There’s an amusing commercial for ancestry.com in which a man who grew up in lederhosen discovers, via his DNA test, that he’s of Scottish, not German ancestry. So he trades in his Teutonic garb for a Celtic kilt. (To be honest, the sight of a grown man in either short pants or a skirt in this part of rural Minnesota would make for an uncomfortable scene, but I understand other parts of the world are more liberal about such things.)
I had a similar experience recently when the top boffins at ancestry.com’s DNA lab analyzed the goo I hocked into their test tube and declared that I am predominantly Scandinavian – 54%, to be exact. My “Western European” ancestry comes up a paltry 16% – presumably that’s the German, but it could just as well be French. Good God! Has the world gone mad?
Here’s the thing:
Family tradition has always dictated that I am Irish on my mother’s side (borne out by ancestry.com at 24%) and predominantly German on my father’s side (with a side of Norwegian from my Grandma Mohror, though her maiden name, Bergley, defiantly comes up Scottish in Google searches).

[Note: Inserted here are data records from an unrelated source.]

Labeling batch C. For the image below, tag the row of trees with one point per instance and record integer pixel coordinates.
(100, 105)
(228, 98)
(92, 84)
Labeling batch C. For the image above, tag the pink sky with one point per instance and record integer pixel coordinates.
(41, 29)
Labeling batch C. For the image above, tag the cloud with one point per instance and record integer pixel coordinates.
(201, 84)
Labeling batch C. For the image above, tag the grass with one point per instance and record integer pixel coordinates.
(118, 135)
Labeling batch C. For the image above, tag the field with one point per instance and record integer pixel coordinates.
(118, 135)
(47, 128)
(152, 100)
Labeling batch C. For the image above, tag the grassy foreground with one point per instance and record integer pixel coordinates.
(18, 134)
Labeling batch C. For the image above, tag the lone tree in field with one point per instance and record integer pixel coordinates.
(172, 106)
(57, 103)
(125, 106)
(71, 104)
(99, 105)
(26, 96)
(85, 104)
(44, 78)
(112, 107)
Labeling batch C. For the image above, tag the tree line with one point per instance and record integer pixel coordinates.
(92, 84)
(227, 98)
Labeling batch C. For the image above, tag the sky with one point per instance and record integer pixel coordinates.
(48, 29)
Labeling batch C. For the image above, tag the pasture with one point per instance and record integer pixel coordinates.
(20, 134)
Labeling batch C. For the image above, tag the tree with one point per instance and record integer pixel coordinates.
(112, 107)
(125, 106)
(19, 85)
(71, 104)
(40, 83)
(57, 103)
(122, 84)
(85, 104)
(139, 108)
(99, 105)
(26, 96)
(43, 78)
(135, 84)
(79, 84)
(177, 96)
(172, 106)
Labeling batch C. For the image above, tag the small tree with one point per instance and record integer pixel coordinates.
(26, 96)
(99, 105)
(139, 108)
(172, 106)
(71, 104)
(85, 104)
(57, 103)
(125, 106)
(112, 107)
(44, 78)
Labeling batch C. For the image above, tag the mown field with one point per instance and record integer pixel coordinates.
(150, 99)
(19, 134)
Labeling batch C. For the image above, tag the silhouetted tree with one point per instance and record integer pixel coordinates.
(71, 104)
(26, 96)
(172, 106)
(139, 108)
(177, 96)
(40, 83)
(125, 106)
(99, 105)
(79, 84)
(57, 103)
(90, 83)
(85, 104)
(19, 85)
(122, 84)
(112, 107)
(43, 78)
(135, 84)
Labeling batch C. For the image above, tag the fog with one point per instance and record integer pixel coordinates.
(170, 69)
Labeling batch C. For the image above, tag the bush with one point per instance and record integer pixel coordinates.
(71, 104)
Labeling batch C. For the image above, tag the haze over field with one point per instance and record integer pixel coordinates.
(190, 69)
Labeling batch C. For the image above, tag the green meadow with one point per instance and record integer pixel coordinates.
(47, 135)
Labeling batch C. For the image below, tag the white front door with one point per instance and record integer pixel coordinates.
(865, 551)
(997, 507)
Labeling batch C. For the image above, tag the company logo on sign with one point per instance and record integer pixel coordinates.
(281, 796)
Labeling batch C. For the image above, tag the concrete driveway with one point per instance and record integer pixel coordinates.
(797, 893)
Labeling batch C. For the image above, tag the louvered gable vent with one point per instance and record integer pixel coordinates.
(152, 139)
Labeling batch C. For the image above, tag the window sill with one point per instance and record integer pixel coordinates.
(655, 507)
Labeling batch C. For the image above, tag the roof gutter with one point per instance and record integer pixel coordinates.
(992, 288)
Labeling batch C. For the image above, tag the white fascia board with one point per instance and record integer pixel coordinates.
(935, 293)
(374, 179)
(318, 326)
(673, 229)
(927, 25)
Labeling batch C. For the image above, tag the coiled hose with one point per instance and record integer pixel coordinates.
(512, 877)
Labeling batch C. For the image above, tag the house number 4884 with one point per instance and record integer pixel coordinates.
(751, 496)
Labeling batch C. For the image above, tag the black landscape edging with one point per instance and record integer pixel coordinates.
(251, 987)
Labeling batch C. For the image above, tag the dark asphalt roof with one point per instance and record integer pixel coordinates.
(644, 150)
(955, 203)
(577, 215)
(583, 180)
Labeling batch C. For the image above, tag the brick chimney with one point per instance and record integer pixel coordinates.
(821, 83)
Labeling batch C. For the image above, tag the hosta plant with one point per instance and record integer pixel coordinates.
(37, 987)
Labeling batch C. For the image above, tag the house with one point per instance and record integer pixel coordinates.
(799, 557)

The fact that I (or at least my sputum) actually derive from more Northern lands creates some awkwardness. You see, we’ve always attributed our least desirable personality traits to our Germanic genes. When my often taciturn father stomped around mad, or lapsed into one of his moody silences, my mother would shake her head and murmur, “That’s the German in him.” Of course, we also claimed the more attractive stereotypes of the Deutsche Volken: industriousness, ingenuity, punctuality, loyalty.
I grew up in predominantly Scandinavian rural Minnesota (Alexandria: Birthplace of America! If you believe America was discovered by Vikings, who took the time to chisel their experiences into a hunk of granite). The Norwegians and Swedes around me always seemed a clannish sort with strange customs (A crown of lighted candles on a little girl’s head? That can’t be a good idea.) and even stranger food traditions. I mean, lutefisk is fish soaked in lye, for heaven’s sake. Hello, lye is a deadly poison. Between that and the candle hats, I have to wonder if the Scandihoovians practiced a fairly brutal form of population control back in the day.
So what am I to do with this new information? Buy a rosette iron? Start rolling out lefse every Christmas? Add a few more “uff das” and “ja, shure, yew betchas” into my everyday speech? I find myself in kind of an existential crisis here. Who am I, really, in the deepest essence of my being?
And most importantly, what the hell am I supposed to do with this T-shirt?